ASDF Data Set¶

Python implementation of the Adaptable Seismic Data Format (ASDF).

copyright:: Lion Krischer (lion.krischer@gmail.com), 2013-2021
license:: BSD 3-Clause (“BSD New” or “BSD Simplified”)

class pyasdf.asdf_data_set.ASDFDataSet(filename, compression='gzip-3', shuffle=True, debug=False, mpi=None, mode='a', single_item_read_limit_in_mb=4096.0, format_version=None)[source]¶

Object dealing with Adaptable Seismic Data Format (ASDF).

Central object of this Python package.

Parameters:

filename (str) – The filename of the HDF5 file (to be).
compression (str) –
The compression to use. Defaults to "gzip-3" which yielded good results in the past. Will only be applied to newly created data sets. Existing ones are not touched. Using parallel I/O will also disable compression as it is not possible to use both at the same time.
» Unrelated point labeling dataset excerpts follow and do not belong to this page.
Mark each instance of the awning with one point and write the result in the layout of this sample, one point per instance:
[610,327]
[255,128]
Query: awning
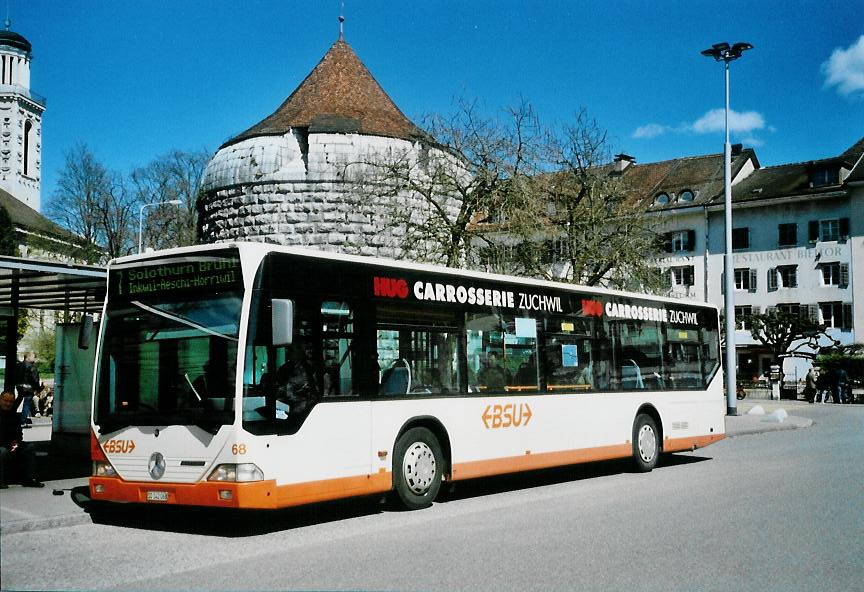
[48,285]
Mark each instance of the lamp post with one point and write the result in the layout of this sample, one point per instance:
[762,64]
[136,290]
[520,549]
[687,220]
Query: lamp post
[722,52]
[175,202]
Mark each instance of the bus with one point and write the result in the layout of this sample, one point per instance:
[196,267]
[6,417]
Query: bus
[245,375]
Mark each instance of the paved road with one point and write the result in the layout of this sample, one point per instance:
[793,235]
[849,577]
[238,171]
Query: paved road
[775,511]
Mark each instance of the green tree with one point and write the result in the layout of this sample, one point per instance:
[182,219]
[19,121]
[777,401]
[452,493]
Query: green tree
[789,335]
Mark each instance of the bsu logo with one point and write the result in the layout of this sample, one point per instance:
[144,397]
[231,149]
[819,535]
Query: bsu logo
[592,308]
[391,287]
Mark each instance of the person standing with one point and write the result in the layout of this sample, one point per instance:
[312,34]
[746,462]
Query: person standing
[13,449]
[841,378]
[810,385]
[28,385]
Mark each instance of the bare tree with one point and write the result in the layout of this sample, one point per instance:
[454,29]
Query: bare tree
[172,176]
[581,221]
[82,185]
[433,195]
[115,217]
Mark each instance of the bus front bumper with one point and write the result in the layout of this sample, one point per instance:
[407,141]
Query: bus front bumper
[216,494]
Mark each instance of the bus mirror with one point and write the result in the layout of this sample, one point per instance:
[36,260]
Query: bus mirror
[85,331]
[283,322]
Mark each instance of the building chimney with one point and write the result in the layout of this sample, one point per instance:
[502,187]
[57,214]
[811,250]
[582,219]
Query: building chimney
[622,161]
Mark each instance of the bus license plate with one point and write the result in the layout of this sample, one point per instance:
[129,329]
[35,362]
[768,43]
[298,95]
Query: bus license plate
[157,496]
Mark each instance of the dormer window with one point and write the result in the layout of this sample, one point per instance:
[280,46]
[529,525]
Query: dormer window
[824,177]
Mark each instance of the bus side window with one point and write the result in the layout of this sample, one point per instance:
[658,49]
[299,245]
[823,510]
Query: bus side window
[337,340]
[418,351]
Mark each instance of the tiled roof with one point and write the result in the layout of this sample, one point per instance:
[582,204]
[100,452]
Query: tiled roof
[25,217]
[339,95]
[795,179]
[702,175]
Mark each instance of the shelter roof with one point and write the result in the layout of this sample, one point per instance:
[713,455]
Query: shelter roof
[48,285]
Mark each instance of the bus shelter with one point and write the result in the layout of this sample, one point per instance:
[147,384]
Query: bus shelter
[45,285]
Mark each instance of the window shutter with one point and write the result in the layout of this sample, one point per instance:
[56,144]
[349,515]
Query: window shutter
[667,242]
[847,316]
[813,230]
[844,228]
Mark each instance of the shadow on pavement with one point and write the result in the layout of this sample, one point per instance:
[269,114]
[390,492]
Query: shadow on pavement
[518,481]
[243,523]
[223,522]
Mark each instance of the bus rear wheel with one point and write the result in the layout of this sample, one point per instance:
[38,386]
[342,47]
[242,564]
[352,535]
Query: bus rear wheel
[646,443]
[417,468]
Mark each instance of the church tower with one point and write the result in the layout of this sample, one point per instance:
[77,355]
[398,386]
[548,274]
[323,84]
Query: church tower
[20,121]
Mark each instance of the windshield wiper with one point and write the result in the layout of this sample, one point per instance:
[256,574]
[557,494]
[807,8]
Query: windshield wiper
[192,386]
[182,320]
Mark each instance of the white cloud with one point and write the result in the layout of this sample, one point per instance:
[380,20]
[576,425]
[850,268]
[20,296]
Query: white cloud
[652,130]
[845,69]
[713,121]
[739,123]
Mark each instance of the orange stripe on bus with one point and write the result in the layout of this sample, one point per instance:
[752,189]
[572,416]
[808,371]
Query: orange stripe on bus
[258,495]
[329,489]
[542,460]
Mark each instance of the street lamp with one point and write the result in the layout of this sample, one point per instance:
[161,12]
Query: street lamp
[175,202]
[722,52]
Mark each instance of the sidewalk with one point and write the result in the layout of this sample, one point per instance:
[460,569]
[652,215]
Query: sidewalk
[26,509]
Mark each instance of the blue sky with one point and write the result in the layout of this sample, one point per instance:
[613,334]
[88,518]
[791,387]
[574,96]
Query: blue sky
[134,80]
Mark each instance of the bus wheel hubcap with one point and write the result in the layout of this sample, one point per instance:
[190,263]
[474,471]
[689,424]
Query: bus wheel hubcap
[418,467]
[647,443]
Available compressions choices (all of them are lossless):
- None: No compression
- "gzip-0" - "gzip-9": Gzip compression level 0 (worst but fast) to 9 (best but slow)
- "lzf": LZF compression
- "szip-ec-8": szip compression
- "szip-ec-10": szip compression
- "szip-nn-8": szip compression
- "szip-nn-10": szip compression
shuffle (bool) – Turn the shuffle filter on or off. Turning it on oftentimes increases the compression ratio at the expense of some speed.
debug (bool) – If True, print debug messages. Potentially very verbose.
mpi (bool) – Force MPI on/off. Don’t touch this unless you have a reason.
mode (str) – The mode the file is opened in. Passed to the underlying h5py.File constructor. pyasdf expects to be able to write to files for many operations so it might result in strange errors if a read-only mode is used. Nonetheless this is quite useful for some use cases as long as one is aware of the potential repercussions.
single_item_read_limit_in_mb (float) – This limits the amount of waveform data that can be read with a simple attribute or dictionary access. Some ASDF files can get very big and this raises an error if one tries to access more then the specified value. This is mainly to guard against accidentally filling ones memory on the interactive command line when just exploring an ASDF data set. There are other ways to still access data and even this setting can be overwritten. This test will only be triggered when the file is beigger thatn this limit in the first place as the test is fairly expensive.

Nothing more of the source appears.